6.1.3.1 Controle golflengte
6.1.3.2 Controle strooilicht
Met de test Controle golflengte controleert u de nauwkeurigheid
van de golflengte bij 807 nm.
1. Druk op Controle golflengte in het menu Optische Controles.
2. Plaats de adapter (A) voor rechthoekige kuvetten met een
inhoud van 10 mm in meetschacht 2 en plaats de monsterkuvet
(Neodym of BG20/2) in de adapter. Sluit de meetschacht. Druk
op Start.
3. Het resultaat wordt weergegeven en zal worden vergeleken
met de nominale/standaard (vermeld in het
kwaliteitscontrolecertificaat) gegevens van de monsterkuvette.

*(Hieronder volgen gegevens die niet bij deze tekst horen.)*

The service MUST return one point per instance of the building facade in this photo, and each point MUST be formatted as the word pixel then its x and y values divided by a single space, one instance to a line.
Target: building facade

4. Druk op Annuleren om terug te keren in het menu Optische
Controles.
Met de test Strooilicht kunt u het strooilicht in het instrument meten
bij 340 nm.
1. Druk op Controle strooilicht in het menu Optische Controles.
2. Verwijder eventueel aanwezige (monster)kuvetten uit de
meetschacht.
3. Plaats de adapter (A) voor rechthoekige kuvetten met een
inhoud van 10 mm in meetschacht 2. Druk op Nul.